DISSERTATION : "L'HOMME OCCUPE T-IL UNE PLACE PARTICULIERE DANS LA NATURE ?"


Introduction


L'homme occupe t-il une place particulière dans la nature ? Il faut se demander ce qui distingue l'homme par rapport à l'animal, l'homme est un animal à part, un animal dirait Aristote, raisonnable. L'homme a-t-il une particularité, une spécificité ? Quelle est-elle ? Quels sont les enjeux ? L'homme a tour à tour tendance à s'accorder une dignité particulière et se considérer comme des étrangers dans la nature. L'homme est un roseau pensant dirons-nous pour reprendre la terminologie pascalienne. Comment décrire l'homme d'un point de vue anthropologique ? En quoi l'homme peut-il être considéré comme occupant une place à part dans la nature ?

Thèse


En quoi l'homme occupe t-il une place particulière dans la nature ? L'homme vit dans la nature au même titre que l'animal et pourtant il estime avoir et occuper une place spécifique. Dans quelle mesure l'homme peut-il être considéré comme un être à part dans la nature ?

Si l'homme est un animal, il s'en distingue néanmoins dans le sens où il est capable de rationalité. Il a la faculté d'intelliger, de calculer, d'évaluer, d'anticiper par opposition à l'animal. Ce qui par conséquent permet à l'homme de développer la technique, l'une des manifestations les plus éclatantes de la raison humaine. L'homme s'autonomise et se substitue à la nature créatrice qu'il transforme. On peut donc affirmer que la technique est à l'origine de la culture humaine.

L'homme occupe une place particulière dans le sens où pour reprendre les mots d'Aristote, il est non seulement un animal raisonnable « mais un animal politique ». C'est un être engagé par rapport à lui-même et par rapport à autrui. Il ne peut pas ne pas s'engager et échapper à l'obligation civique de la vie en communauté. L'homme n'est pas réduit à son instinct, il doit se projeter dans un avenir politique et historique.

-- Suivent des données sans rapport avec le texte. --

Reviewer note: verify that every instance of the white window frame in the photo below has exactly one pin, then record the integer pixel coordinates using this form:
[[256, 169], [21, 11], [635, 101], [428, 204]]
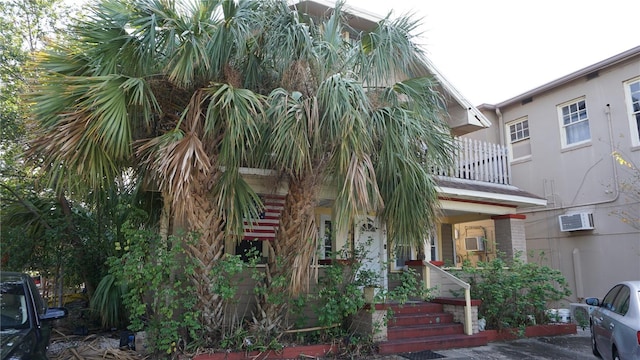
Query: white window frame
[[572, 113], [323, 233], [633, 108], [524, 136], [524, 133]]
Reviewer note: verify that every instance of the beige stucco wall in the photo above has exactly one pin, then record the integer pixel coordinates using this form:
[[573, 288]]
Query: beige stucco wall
[[584, 178]]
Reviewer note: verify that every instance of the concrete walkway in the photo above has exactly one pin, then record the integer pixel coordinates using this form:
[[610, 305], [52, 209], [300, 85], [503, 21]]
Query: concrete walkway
[[564, 347]]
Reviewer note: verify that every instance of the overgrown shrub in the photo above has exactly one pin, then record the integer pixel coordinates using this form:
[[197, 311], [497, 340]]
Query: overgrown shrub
[[512, 292], [160, 300]]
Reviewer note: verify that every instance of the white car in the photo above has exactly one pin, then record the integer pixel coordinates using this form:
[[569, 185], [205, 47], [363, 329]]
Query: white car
[[615, 322]]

Si l'homme se différencie de l'animal et occupe une place particulière en tant qu'homme raisonnable, politique historique dans la nature, doit-il se référer à un discours métaphysique pour évaluer avec justesse la singularité de sa situation ?

Antithèse


Quelle est de façon précise, la place de l'homme ? Dans ses Pensées, Pascal situait l'animal raisonnable qu'est l'être humain entre l'ange et le démon, « l'homme est mi ange mi démon » affirmait-il. Manifestement, le point de vue métaphysique de la question nous conduit à envisager l'aspect religieux. L'homme se voit alors occuper une place bien à part puisqu'il est créé à l'image de Dieu et porteur du divin ce qui détermine sa place dans la nature.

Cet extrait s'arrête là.